|Jess (right) having fun with a client|
The Savannah I see every day is not so beautifully tinged. I see the homeless men who sleep on the steps of City Hall. I see the public housing units, crime-ridden with little police intervention, located two blocks from the expensive restaurants laden with well-dressed, beautiful people. I see the men and women twisting palm leaves into flowers and crosses, peddling them to the couples and families meandering along River Street. I continually look into the faces of the people, looking for the differences, trying to understand how their lives diverged so much. Drugs, alcohol, familial instability, poor work ethics, government hand-outs, lack of education – the reasons that are given for viewing people who are impoverished as less than human. What I strive to hear, though, is how similar we all are. Every day at St. Mary’s Community Center I am face-to-face with the very same men and women and children who live each day in poverty. I laugh with them, cry with them, thank them for their help, am thanked for my help, talk about consequential and inconsequential things, and form bonds and relationships.

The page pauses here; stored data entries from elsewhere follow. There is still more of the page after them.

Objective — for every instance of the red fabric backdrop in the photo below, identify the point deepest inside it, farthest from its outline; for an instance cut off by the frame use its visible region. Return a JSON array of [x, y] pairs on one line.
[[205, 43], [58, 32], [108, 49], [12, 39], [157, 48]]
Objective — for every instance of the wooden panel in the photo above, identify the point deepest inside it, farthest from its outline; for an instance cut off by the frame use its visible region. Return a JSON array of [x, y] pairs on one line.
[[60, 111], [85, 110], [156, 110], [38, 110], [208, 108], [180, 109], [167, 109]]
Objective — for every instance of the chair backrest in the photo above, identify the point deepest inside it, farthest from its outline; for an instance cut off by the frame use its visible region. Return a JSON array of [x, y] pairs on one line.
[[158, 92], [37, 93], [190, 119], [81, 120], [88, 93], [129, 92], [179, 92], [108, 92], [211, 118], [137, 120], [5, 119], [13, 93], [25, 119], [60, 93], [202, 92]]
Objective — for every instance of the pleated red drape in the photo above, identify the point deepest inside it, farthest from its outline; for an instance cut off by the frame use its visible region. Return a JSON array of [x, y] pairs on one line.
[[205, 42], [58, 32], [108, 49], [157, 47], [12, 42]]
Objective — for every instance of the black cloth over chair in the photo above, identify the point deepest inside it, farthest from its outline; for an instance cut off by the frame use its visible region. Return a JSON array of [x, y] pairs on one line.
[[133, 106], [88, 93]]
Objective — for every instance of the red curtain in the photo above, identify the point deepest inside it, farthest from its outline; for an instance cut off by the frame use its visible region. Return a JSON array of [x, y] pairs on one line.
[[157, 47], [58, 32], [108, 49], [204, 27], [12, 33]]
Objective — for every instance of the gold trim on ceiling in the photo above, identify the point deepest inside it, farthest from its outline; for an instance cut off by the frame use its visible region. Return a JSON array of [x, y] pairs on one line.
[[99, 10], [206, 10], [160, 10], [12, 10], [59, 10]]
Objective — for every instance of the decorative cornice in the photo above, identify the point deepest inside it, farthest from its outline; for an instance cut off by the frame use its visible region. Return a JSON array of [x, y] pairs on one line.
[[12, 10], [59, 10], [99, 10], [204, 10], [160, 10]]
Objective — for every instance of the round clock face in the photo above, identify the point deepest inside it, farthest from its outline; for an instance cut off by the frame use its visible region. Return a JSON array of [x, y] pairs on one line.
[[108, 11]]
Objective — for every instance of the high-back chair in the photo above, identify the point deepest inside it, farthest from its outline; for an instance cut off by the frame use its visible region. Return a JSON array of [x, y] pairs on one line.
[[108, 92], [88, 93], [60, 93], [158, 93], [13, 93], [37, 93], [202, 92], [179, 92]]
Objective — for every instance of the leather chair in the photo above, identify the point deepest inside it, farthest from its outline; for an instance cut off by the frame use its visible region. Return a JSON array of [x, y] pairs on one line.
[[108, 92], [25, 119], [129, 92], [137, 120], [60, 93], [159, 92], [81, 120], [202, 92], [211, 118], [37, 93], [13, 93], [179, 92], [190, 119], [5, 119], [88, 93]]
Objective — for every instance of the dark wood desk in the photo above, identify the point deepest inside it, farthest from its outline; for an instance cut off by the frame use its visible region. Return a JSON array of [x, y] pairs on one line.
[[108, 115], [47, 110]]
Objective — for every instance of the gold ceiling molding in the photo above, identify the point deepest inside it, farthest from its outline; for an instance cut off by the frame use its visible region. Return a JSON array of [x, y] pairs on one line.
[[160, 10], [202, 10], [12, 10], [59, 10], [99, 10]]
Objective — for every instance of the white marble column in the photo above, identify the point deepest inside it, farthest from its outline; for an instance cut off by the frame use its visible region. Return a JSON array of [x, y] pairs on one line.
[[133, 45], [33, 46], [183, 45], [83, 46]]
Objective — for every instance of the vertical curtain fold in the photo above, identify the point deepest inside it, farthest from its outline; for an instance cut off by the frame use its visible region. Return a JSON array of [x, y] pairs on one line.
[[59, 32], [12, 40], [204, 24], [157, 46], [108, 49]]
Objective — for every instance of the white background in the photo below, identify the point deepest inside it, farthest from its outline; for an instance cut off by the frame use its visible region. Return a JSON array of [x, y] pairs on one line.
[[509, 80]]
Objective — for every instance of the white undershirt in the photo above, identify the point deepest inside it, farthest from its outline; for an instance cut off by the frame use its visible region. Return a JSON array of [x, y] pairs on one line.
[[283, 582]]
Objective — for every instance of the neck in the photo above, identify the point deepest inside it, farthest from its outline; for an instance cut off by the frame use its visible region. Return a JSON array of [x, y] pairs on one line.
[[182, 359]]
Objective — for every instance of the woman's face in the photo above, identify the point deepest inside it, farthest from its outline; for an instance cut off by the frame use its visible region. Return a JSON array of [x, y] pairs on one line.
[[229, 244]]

I have come to the conclusion that the overall prevailing mission of our Community Center, while not written on pamphlets or scrolled across the double doors, is to treat each person as a human being. I’m aware this sounds simple and idealistic and entirely too broad to make any practical, community-wide changes. But I think that may actually be the point. After being continually treated as a statistic, a number, a nameless and faceless member of some poorly-run system, wouldn’t it feel great to have someone look at you and respond, person-to-person? To make someone feel human again is not a trivial matter; society has become so desensitized to people living in poverty that we can walk by someone sleeping on the steps of a downtown building at 3 A.M. without looking back at them because it’s ‘normal.’ I could tell all the stories in the world about my past year, but it would take pages and pages to tell each individual’s story. I cannot tell one solitary story in hopes that my year, what I have seen and done, will be encompassed by it; every single day comes with its own stories. I am just grateful that there are people who still willfully share their stories with others, and I hope that we all start to listen.